Washington met playoff baseball for two hours and 55 minutes at Nationals Park. It was quite an introduction, a whirlwind romance.

No one among the 44,392 will forget Thursday afternoon, down to near darkness, as they cheered and chanted from the first pitch, then stood en masse for innings at a time. Their roars built as Jordan Zimmermann, then Tyler Clippard and finally Drew Storen came out of the bullpen to strike out eight St. Louis Cardinals in the seventh, eight and ninth innings to keep the score 1-1.

And, of course, they won’t forget Werth’s marathon of foul balls against Cardinal 17-game winner Lance Lynn, who was throwing 97 mph and mixing in curves and sliders. One lunging, awkward Werth swing after another produced a weak foul pop up that barely found its way into the box seats as he searched and sorted his was through Lynn’s repertoire, searching for a winning lottery ticket. Those fouls are a Werth trademark, a misleading show of weakness that actually measures his determination and cussedness. To players themselves, each foul means the fuse is closer to the dynamite.
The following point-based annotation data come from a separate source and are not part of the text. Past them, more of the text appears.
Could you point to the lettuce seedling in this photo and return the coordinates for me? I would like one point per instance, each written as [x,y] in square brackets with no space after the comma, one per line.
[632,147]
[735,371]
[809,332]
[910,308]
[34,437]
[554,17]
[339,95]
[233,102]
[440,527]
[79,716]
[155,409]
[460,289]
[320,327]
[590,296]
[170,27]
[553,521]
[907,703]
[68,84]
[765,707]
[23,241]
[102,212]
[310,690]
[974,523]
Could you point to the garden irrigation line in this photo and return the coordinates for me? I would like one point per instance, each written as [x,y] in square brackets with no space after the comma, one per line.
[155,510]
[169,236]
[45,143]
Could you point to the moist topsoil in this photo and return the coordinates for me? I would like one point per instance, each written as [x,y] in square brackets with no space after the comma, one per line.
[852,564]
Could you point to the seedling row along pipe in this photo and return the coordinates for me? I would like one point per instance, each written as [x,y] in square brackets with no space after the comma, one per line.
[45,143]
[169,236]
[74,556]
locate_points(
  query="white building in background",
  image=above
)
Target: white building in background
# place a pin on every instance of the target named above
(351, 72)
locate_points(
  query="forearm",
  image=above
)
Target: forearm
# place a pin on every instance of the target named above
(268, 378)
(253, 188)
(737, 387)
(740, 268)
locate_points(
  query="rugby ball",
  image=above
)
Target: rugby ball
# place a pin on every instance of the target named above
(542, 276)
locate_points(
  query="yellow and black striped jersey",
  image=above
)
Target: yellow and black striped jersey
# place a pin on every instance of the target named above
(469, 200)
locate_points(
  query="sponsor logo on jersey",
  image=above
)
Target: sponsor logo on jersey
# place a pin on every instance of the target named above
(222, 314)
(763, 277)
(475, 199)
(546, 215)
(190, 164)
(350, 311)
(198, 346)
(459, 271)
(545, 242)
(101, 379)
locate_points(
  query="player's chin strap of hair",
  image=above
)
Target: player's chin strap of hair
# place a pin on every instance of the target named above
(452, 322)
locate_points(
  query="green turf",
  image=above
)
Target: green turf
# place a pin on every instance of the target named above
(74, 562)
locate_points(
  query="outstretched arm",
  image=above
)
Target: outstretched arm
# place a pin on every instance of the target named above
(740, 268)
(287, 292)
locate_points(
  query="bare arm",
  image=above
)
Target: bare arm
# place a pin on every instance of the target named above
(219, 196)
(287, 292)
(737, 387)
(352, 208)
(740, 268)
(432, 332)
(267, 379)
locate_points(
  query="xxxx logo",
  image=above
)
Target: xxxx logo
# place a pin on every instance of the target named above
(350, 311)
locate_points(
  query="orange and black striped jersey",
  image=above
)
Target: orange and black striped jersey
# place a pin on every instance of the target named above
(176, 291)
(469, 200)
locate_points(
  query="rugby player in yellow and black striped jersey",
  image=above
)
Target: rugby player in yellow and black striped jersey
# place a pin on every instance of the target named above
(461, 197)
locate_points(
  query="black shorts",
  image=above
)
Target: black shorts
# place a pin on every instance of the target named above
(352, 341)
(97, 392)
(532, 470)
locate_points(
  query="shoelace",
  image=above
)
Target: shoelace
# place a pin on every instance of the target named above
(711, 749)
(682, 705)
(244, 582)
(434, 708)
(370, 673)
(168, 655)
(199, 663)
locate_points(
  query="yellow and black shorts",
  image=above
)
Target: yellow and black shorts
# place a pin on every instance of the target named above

As that lucky 13th pitch, a fastball, rocketed toward the back wall of the Cardinals’ bullpen, scattering St. Louis birds, Werth grabbed his bat by the sweet spot, flipped it toward his dugout and pointed to his teammates. Rounding third and approaching home, he tried to set a new record for highest helmet hurl by a 6-foot-6 man with a mane and beard. He then landed on home plate from a considerable height — the same plate that will now have at least one more day of good use on Friday when the Nationals’ ace, Gio Gonzalez, has a rematch of Game 1 with Adam Wainwright.